Another series of relief panels above these paintings and over the Rotunda’s four doorways depict early explorers and scenes from colonial history, and above that, more than 50 feet off the ground, a grisaille frieze titled The Frieze of American History circles the drum of the dome with nineteen scenes of national mythmaking, from the arrival of Columbus through the 1903 flight of the Wright Brothers at Kitty Hawk. (The Frieze was begun by Constantino Brumidi in 1877 and continued in the 1889s by Filippo Costaggini, with three last panels added by Allyn Cox in 1951.) Flanking doorways and placed between the paintings are statues of nine former presidents, along with Alexander Hamilton, Martin Luther King, Jr., and a group sculpture of suffragists Lucretia Mott, Elizabeth Cady Stanton, and Susan B. Anthony. On the ceiling of the dome, Brumidi’s Apotheosis of Washington (1865) shows the Founding Father enthroned in the heavens, surrounded by allegorical figures representing strength and industry.

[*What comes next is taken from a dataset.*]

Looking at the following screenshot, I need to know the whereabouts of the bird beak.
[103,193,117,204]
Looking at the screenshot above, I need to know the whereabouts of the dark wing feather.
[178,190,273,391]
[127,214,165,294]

This is a space, then, that is dense with narratives of divinely ordained conquest and White male heroism. Given the number of individual works and the fact that some 25 artists have contributed to this site across a span of time nearly coincident with the life of the nation, it is notable how neatly this unified vision can be broken down into three iconographic categories and their associated ideological propositions. These propositions are 1) European explorers such as Columbus or Sir Walter Raleigh, conceived as the advance guard for settlers who arrived a century later, exercised a legitimate claim to North American lands; 2) Native peoples accepted and indeed actively legitimized colonization; and 3) the Founding Fathers represent our semi-sacred origin, remaining the essential allegorical figures who bind together our notion of “America” with both the principles and the history of democracy.